Dos números fijan la exposición que vas a bloquear. La velocidad de obturación es cuánto tiempo recoge luz cada fotograma. Para vídeo hablado, déjala en más o menos el doble de los fotogramas por segundo — 1/50 a 25 fps, 1/60 a 30 — para que las manos tengan ese pequeño desenfoque natural que el ojo espera. Un obturador más rápido hace que los gestos tartamudeen; uno mucho más lento los emborrona. El ISO es amplificación. Aclara la imagen subiendo la señal, y el ruido sube con ella: primero en las sombras, luego en todas partes. Así que el orden en interiores es fijo: pon el obturador según los fps y sube el ISO solo hasta que la cara se lea bien.
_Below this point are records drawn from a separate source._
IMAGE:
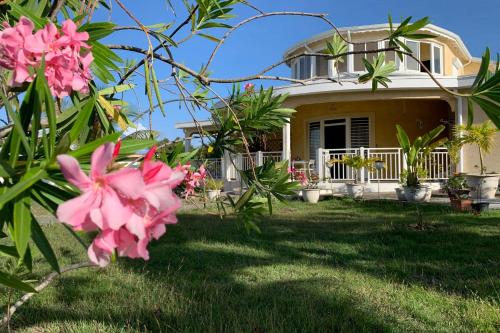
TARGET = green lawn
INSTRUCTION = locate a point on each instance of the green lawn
(339, 266)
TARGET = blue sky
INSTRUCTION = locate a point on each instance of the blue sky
(263, 42)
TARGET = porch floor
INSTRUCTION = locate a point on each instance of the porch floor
(437, 198)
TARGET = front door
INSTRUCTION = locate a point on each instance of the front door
(335, 138)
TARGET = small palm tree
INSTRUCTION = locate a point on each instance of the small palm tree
(482, 136)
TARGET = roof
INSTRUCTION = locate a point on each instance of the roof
(381, 27)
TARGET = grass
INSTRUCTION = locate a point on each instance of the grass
(339, 266)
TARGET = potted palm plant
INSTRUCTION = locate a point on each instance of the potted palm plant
(484, 185)
(414, 155)
(459, 192)
(356, 162)
(213, 188)
(310, 189)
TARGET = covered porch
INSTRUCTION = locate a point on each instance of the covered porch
(329, 127)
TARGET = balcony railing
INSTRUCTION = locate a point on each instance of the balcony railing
(437, 164)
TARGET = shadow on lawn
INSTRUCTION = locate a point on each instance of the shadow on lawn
(197, 258)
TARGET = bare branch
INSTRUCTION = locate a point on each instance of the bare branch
(46, 282)
(140, 63)
(55, 8)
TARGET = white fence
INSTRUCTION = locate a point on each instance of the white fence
(437, 164)
(226, 168)
(212, 165)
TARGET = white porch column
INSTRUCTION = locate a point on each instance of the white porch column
(259, 158)
(459, 120)
(320, 164)
(226, 166)
(362, 170)
(187, 142)
(287, 151)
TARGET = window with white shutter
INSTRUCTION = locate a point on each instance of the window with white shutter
(360, 132)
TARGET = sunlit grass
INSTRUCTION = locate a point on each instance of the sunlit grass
(339, 266)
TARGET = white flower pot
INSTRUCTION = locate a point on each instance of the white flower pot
(483, 186)
(418, 194)
(355, 191)
(213, 194)
(310, 195)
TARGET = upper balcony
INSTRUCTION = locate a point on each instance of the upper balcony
(445, 55)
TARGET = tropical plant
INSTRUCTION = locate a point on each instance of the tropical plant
(457, 187)
(482, 136)
(214, 184)
(49, 77)
(415, 153)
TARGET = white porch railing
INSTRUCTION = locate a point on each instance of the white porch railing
(436, 164)
(212, 165)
Si con un ISO que aceptarías ver la cara sigue oscura, la respuesta es otra lámpara, no un número mayor.
Después, quítale la decisión a la cámara. Encuadra, expón para la cara — no para la ventana ni para la pared — y bloquea la exposición. Bloquea también el balance de blancos si la luz es mezclada: luz de día por un lado y una lámpara cálida por el otro arrastran al automático de un lado a otro en cuanto te mueves, y la piel es donde el espectador nota el color a la deriva. Con los dos bloqueados, la habitación puede hacer lo que quiera: una nube delante del sol cambia tu fondo y tu cara se queda como estaba. Los ajustes bloqueados también resisten tu propio movimiento, que era justo lo que engañaba a la medición: inclinarte hacia el objetivo ya no te hace brillar.
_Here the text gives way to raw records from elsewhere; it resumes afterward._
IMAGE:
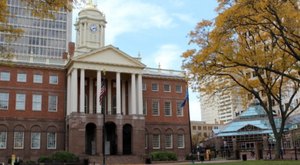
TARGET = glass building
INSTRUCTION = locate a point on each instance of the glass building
(42, 36)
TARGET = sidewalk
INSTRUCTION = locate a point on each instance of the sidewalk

Talk2Camera pone estos controles junto al teleprompter, no en otra app de cámara: ISO y obturación, compensación de exposición, bloqueo de exposición, enfoque manual y toque para enfocar, bloqueo del balance de blancos y estabilización. Si cambias de cámara a mitad de grabación, cada control se revisa contra la cámara entrante, de modo que un valor puesto en un objetivo no puede arrastrarse fuera de rango en otro. Resolución y fps siguen la misma regla honesta — 720p, 1080p y 4K a 24, 30 o 60 fps, y solo se ofrecen las combinaciones que tu cámara realmente declara; nada en gris que el dispositivo no sepa hacer. Para un plano sentado, 4K a 24 o 30 suele ser el techo sensato; 60 fps compra una suavidad que tu discurso no necesita, al doble de almacenamiento.
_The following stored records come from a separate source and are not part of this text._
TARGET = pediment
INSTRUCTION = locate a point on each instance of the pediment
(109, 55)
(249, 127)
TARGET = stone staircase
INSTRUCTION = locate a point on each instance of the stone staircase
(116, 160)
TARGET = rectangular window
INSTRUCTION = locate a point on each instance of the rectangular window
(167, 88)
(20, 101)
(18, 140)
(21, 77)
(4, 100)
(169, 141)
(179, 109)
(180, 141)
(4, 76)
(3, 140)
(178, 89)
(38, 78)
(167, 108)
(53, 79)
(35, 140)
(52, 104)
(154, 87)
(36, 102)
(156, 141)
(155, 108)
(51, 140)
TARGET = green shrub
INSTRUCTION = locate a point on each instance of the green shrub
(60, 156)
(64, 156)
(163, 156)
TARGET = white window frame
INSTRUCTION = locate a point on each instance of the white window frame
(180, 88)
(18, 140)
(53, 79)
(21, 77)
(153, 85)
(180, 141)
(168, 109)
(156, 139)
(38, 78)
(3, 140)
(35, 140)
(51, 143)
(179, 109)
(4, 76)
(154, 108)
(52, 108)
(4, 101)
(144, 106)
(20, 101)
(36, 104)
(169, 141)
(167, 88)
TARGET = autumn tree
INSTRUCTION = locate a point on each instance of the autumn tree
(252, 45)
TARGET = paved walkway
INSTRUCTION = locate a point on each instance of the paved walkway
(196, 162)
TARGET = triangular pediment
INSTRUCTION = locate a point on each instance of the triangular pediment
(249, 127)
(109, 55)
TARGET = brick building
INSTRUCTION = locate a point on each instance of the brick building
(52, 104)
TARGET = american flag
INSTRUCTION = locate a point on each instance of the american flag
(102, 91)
Déjalo todo en automático cuando la escena no se esté quieta. Un paseo por habitaciones con luces distintas, un rodaje en exteriores bajo nubes rotas, cualquier cosa en mano y en movimiento: para eso se construyeron los automatismos, y una exposición bloqueada estaría mal en el primer minuto de cualquiera de esas escenas. El automático también gana cuando no hay tiempo: una toma decente en automático vale más que una toma perfectamente expuesta que nunca grabaste. La regla no es que lo manual sea profesional y lo automático amateur. Es que una persona sentada bajo luz constante es la única escena en la que las conjeturas de la cámara son peores que tu única decisión: tómala ahí, y deja que la cámara haga su trabajo en todas las demás.